Similarly in Rye he made clear his desire to find permanent lodgings. He had made friends with the local blacksmith who had partly graduated to the title of ironmonger and was much at his entrance on the lookout for fresh faces for idle chatter. On one of his strolls in Rye, Henry stopped at the door of Mr Milson, who after the first meeting greeted him instantly as Mr James, and knew him as the American writer, having his walk in a Rye he was slowly growing to admire and love. Upon his second or third conversation with Mr Milson, during his time as a resident of Point Hill, he observed that he longed for a permanent spot in the area, in the countryside, or indeed in the town itself. Since Mr Milson enjoyed talking, and since he was not interested in literary matters, and since he had not been to America and knew no other Americans, and since Henry’s knowledge of ironmongery was rudimentary, the two men discussed houses, ones which had been for rent in the past, others which had been put on the market or sold or withdrawn, and others, much coveted, which had never been bought or sold or rented in living memory. Each time he visited, once they had initiated their subject, Mr Milson showed him the card on which Henry’s London address was inscribed. He had not mislaid it, he had not forgotten, he insisted, and then enticingly would mention some great old house, perfect for a bachelor’s needs, but sorrowfully would have to admit that the house remained firmly in its owner’s hands and seemed unlikely to leave them in the foreseeable future.

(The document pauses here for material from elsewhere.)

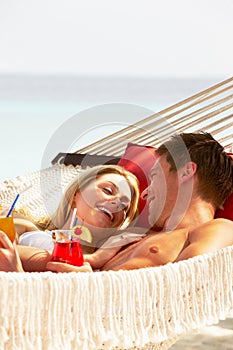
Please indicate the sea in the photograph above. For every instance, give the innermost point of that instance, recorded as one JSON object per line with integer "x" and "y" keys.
{"x": 35, "y": 109}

Henry viewed his conversations with Mr Milson as a form of play, just as his conversations with fishermen about the sea, or the farmers about the harvest, were forms of polite relaxation, a way of drinking in England, allowing its flavours to come to him in phrases, turns of speech and local references. Thus even when he opened the letter which arrived at his London address, having noticed that the handwriting on the envelope was not that of someone accustomed to writing letters, and even when he saw the name Milson as the sender, he was still puzzled by its provenance. Only when he read it a second time did he realize who it was from and then, as though he had received a blow in the stomach, he understood what the letter said. Lamb House in Rye had fallen vacant, Milson told him, and could be had. His first thought was that he would lose it, the house at the quiet corner at the top of a cobbled hill whose garden room Edward Warren had drawn so lovingly, the establishment he had glanced at so achingly and covetously on his many tours of Rye, a house both modest and grand, both central and secluded, the sort of house which seemed to belong so comfortably and naturally to others and to be inhabited so warmly and fruitfully by them. He checked the postmark. He wondered if his ironmonger was freely broadcasting the news of this vacancy to all comers. This was, more than any other, the house he loved and longed for. Nothing had ever come easily, magically like this. He could do what he liked, he could send a cable, he could take the next train, but he remained sure that he would lose it. There was no purchase, however, in thinking, or regretting or worrying; there was only one solution and that was to rush to Rye, thus ensuring that no omission on his part could cause him not to become the new inhabitant of Lamb House.